In the dismal record of South Asian regionalism, the 14th summit of the South Asian Association of Regional Cooperation might be remembered for initiating two trends. One is India’s new-found political will to accelerate regional integration through unilateral gestures on opening its market to its neighbours. The other is a change in the very composition of the Saarc.
The presence of the foreign ministers of Japan and China, who are participating as observers along with the US, European Union and South Korea, marks the increasing global interest in the subcontinent.
China and Japan would inevitably draw the Saarc into the larger framework of Asian geopolitics. However, it is the presence of Hamid Karzai, the president of Afghanistan, which returns Saarc to its true geographic moorings.
The subcontinent’s north western corner has for ages defined the region’s external relations as well as the internal dynamics. Whether it was the 19th century Great Game between Britain and Russia or its continuation as the Cold War between Washington and Moscow in the 20th century, Afghanistan was the decisive theatre.

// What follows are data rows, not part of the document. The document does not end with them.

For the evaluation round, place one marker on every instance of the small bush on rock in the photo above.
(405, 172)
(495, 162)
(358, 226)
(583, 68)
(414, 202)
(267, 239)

The Soviet Union’s decade-long occupation of Afghanistan from the late 1970s and the western response to it unleashed the forces of Islamic extremism and fused it with international terrorism. It encouraged Gen Zia ul Haq to push Pakistan towards Islamic extremism and construct a dangerous liaison between the Pak Army and the jihadis.
The withdrawal of the Soviet troops in the late 1980s and the anarchy that ensued resulted in the birth of the Taliban, with a little help from Pakistan. The rest — 9/11 and the international intervention in Afghanistan — is history in the making.